Eve mengganti posisinya menjadi bersandar pada pohon terdekat. "Sejak awal Pak Alastor itu waliku, jadi wajar jika aku tinggal dengannya. Lagipula, Guru juga mengajar di tempat lain, jadi aku bukan satu-satunya murid."

"Tapi kau kuat."

"Tidak cukup. Yang bisa menjadi Great Sage hanya orang yang sudah kuat dari awal, sedangkan aku..." Eve menarik napas. "...sampai usia sepuluh tahun, aku tidak bisa menggunakan sihir."

Hening sesaat, sampai kemudian Ayato bertanya, "Eh, apa itu gawat?"

"Seorang penyihir biasanya bisa mengeluarkan sihir sederhana sejak usia empat atau lima tahun, seperti ini." Eve menggosok tangannya dan memunculkan hembusan angin topan kecil di sana. "Tapi bahkan sampai usiaku menginjak sepuluh tahun, tongkatku tidak menghasilkan apa-apa.

"Aku lahir di desa penyihir. Dan karena keterbatasan ini aku  sering dirudung, sampai..."

Eve menghentikan kata-katanya. Apa tidak apa-apa menceritakan hal ini pada Ayato?

"Sampai?"

"Orang itu datang..." Eve memutar-mutar ujung tongkat dengan jarinya. Dia belum pernah menceritakan soal ini pada orang lain selain Alastor.
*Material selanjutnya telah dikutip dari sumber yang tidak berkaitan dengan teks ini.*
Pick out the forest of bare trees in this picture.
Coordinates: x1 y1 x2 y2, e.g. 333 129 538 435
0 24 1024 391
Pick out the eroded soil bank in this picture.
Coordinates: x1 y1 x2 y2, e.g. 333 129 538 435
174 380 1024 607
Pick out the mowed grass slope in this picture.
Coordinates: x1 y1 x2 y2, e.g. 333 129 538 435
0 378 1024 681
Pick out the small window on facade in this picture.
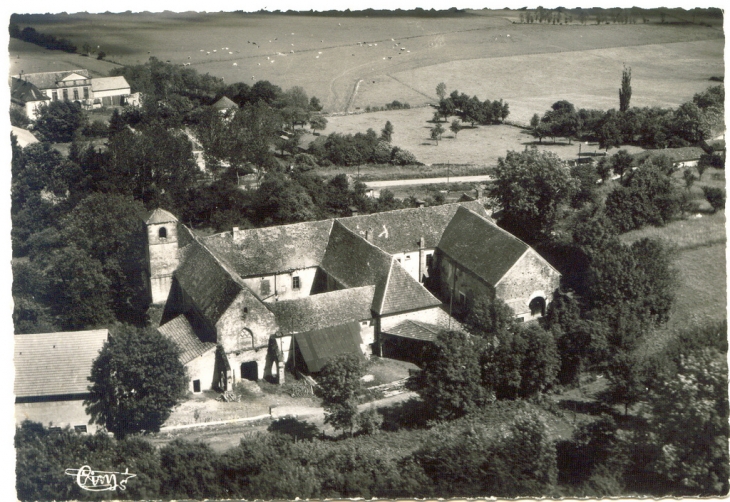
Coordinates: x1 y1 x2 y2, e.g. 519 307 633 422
261 279 271 296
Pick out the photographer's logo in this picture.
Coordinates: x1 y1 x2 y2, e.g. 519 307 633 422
65 465 137 492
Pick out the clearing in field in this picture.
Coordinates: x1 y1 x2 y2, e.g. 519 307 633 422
11 11 724 115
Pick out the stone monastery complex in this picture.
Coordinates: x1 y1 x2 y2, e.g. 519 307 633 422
146 201 560 392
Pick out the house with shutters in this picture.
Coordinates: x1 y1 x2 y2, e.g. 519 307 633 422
13 329 109 433
146 201 560 392
10 69 131 119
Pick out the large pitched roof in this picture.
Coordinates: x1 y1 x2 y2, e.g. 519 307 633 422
321 220 440 314
91 76 129 92
10 126 38 148
269 286 375 334
294 321 365 372
13 329 109 397
157 315 215 364
201 220 332 278
16 69 91 89
438 207 529 286
175 241 244 324
337 201 488 254
10 77 51 105
213 96 238 110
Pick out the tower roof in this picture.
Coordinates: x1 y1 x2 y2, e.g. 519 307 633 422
144 207 177 225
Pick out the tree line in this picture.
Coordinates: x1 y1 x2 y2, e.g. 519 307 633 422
530 84 725 150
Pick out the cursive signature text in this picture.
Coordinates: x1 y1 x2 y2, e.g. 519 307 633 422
65 465 137 492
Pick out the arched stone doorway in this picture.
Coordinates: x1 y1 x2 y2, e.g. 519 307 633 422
241 361 259 382
530 296 545 317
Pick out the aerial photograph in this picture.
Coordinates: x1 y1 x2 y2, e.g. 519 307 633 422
7 2 730 501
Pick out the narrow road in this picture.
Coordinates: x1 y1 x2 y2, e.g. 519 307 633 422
365 174 492 188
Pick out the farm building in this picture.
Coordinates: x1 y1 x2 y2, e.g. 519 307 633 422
11 69 131 119
147 201 559 392
14 329 109 432
10 126 38 148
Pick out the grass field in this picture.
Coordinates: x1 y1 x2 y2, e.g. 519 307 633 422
11 11 724 115
621 169 727 353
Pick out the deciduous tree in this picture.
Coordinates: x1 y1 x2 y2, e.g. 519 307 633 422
84 326 188 439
Meski agak ragu, tapi Eve merasa Ayato perlu mendengar cerita ini.

"Siapa?" tanya Ayato.

"Aku tidak ingat nama maupun wajahnya, tapi dia cuma laki-laki aneh yang tiba-tiba muncul. Dan karena beberapa hal, dia tinggal di rumahku untuk sementara waktu.

"Dia bukan orang yang spesial, tapi sesaat setelah aku bertemu dengannya, aku bisa melakukan sihir untuk pertama kalinya."

"Apa dia melakukan sesuatu padamu?" tanya Ayato. Dia sudah menggeser posisi duduknya jadi lebih dekat pada Eve.

Eve menggeleng. "Seingatku tidak, dia bukan penyihir atau semacam itu."

Kemudian dia melanjutkan, "Setelah aku bisa menggunakan sihir, dia pergi."

"Pergi?"

"Dia hilang begitu saja. Tapi sebelum pergi, dia bilang begini padaku..." Eve berusaha menahan suaranya agar tidak gemetar. "'Kita akan bertemu lagi. Mau lewat berapa tahun pun, kau pasti akan menemukanku. Aku janji'."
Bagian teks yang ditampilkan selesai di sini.